When I grew tired of sawing and hammering on my desert-isle castle, I’d want to relax with pleasant, stimulating, and enduring reading. I could try forever to read Joyce’s Ulysses without risk of finishing, but I’d find the variety and frustration level much more acceptable in The Oxford Anthology of English Literature: Major Authors Edition, Volume 2, Blake to Auden, edited by Frank Kermode et al (1975, Oxford Univ. Press). Volume 2 excludes early favorites such as Chaucer, Shakespeare, and Johnson–a hard trio to give up–but having Blake, Wordsworth, Coleridge, Keats, Hopkins, Yeats, and Eliot close to hand is fair compensation. Best of all, my used copy cost $7 at a college bookstore.
Bruce Woods
Editor in Chief
Two books. Two? Might as well ask me to pick one sense, select a single limb, decide between a cold beer at the end of a hard day and a mug of hot coffee at the beginning of one. I’m an addictive-personality sort of reader, the type that keeps at least four books going at a time in random locations (on the bedside table, next to the commode, on the kitchen counter…); my tastes tend toward the omnivorous. I can happily lose myself in the poetry of Gary Snyder, the modem horror of Stephen King, the mysteries of John D. MacDonald, or the essays of Peter Matthiessen. But limit myself, even in my imagination, to two volumes? Well, here goes.
Since I spend as much time as possible in the bush, and since–in this neck of the woods–that bush consists mainly of Southern deciduous forest, I’d have to hold on to my copy of Lee Peterson’s A Field Guide to Eastern Edible Wild Plants (1984, Houghton Mifflin). I’ve prepared any number of meals using foraged plants over the years, from main courses to desserts to wines, and I’ve never found a more reliable identification tool than Peterson’s volume. He uses quality color photographs in addition to the more common (and commonly almost useless) line drawings, and keys each plant to the types of preparation that suit it best.
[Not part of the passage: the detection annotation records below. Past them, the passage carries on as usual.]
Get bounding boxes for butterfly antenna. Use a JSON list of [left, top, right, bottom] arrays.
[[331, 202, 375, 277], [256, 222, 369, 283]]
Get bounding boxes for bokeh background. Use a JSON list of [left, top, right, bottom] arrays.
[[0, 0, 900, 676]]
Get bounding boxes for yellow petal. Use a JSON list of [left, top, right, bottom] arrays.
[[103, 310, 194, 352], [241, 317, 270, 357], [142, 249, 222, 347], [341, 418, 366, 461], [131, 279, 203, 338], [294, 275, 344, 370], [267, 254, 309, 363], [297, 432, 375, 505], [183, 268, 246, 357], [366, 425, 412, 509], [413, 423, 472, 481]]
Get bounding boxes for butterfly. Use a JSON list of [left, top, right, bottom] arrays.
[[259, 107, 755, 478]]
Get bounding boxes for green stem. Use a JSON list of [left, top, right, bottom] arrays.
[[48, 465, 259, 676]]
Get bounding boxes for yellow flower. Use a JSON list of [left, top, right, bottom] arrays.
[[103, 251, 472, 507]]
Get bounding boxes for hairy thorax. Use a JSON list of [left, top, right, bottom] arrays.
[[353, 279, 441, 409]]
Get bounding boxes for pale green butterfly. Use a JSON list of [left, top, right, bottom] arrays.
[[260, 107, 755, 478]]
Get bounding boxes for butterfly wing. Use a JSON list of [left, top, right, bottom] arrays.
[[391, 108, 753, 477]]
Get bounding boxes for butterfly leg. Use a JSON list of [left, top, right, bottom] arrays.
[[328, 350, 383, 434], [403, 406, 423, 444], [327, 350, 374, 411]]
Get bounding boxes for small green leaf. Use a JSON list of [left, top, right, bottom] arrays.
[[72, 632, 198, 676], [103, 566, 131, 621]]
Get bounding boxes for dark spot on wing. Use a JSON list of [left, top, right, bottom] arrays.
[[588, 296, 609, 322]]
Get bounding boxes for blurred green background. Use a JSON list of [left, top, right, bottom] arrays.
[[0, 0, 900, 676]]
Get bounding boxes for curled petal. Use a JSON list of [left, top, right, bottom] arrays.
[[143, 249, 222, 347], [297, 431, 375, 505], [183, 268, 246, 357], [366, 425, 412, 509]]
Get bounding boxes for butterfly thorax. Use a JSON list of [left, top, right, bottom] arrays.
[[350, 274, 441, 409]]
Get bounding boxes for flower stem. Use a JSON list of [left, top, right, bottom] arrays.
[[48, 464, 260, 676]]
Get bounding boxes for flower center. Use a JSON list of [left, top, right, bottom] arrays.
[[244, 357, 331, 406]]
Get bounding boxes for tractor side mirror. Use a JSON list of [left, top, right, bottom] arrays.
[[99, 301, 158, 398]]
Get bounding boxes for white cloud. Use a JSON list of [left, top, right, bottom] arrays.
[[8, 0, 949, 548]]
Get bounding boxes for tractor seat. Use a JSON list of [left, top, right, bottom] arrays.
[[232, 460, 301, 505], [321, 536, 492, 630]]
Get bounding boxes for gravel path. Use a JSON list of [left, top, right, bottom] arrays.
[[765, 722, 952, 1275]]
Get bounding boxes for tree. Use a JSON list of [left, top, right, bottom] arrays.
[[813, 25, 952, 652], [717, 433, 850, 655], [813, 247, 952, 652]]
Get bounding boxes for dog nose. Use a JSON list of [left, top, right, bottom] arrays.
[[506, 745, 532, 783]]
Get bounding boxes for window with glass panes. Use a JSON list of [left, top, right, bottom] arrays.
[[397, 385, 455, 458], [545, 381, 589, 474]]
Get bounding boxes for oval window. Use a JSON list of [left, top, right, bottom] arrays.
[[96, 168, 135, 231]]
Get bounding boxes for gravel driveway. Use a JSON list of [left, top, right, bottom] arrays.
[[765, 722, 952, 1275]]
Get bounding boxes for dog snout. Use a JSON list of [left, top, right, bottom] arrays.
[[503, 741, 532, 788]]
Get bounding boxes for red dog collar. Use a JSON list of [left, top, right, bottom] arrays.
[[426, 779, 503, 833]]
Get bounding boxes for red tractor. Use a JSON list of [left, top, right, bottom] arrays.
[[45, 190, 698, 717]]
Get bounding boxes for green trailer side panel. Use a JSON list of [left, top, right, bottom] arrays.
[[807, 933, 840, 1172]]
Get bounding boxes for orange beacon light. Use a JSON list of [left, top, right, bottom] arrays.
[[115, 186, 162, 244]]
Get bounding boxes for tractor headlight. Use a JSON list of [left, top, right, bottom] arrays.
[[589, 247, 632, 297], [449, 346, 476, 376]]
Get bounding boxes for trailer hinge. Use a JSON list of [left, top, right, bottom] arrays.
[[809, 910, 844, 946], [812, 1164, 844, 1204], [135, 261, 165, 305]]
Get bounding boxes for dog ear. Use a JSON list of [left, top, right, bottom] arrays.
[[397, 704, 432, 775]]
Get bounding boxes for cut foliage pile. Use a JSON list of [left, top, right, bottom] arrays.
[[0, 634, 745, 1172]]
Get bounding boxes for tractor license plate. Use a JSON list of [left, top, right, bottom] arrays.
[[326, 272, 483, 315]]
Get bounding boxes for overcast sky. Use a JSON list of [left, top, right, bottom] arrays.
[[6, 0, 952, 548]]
With Lee’s guide along, I’ll know that, regardless of my shortage of reading material, I’ll always be able to eat.
Then again, I don’t plan on running out of interesting reading for a decade or so, because my second choice will be a much dog-eared and annotated copy of Russell Hoban’s Riddley Walker (1982, Washington Square Press). I’ve read Riddley some six times over the past 10 years, and I don’t imagine I’ll succeed in milking it dry in another mere decade. This tale of post-apocalypse Earth, upon which small tribes of hunter-gatherers are slowly being supplanted by a newly reborn agriculture (the “formers”…those that bring form, those that farm), concerns–among other things–an effort on the part of some tribal politicians (they ring more truly than the news from the most recent summit conference) who are trying to rediscover the secret of producing gunpowder. In the course of presenting his story, Hoban recreates an English language that is so appropriate and believable that it’s a joy to decipher. Moreover, the book is simply fun to read and is packed with environmental/political/sociological wisdom. Just the thing to feed the mind while the palate savors a Chenopodium album frittata.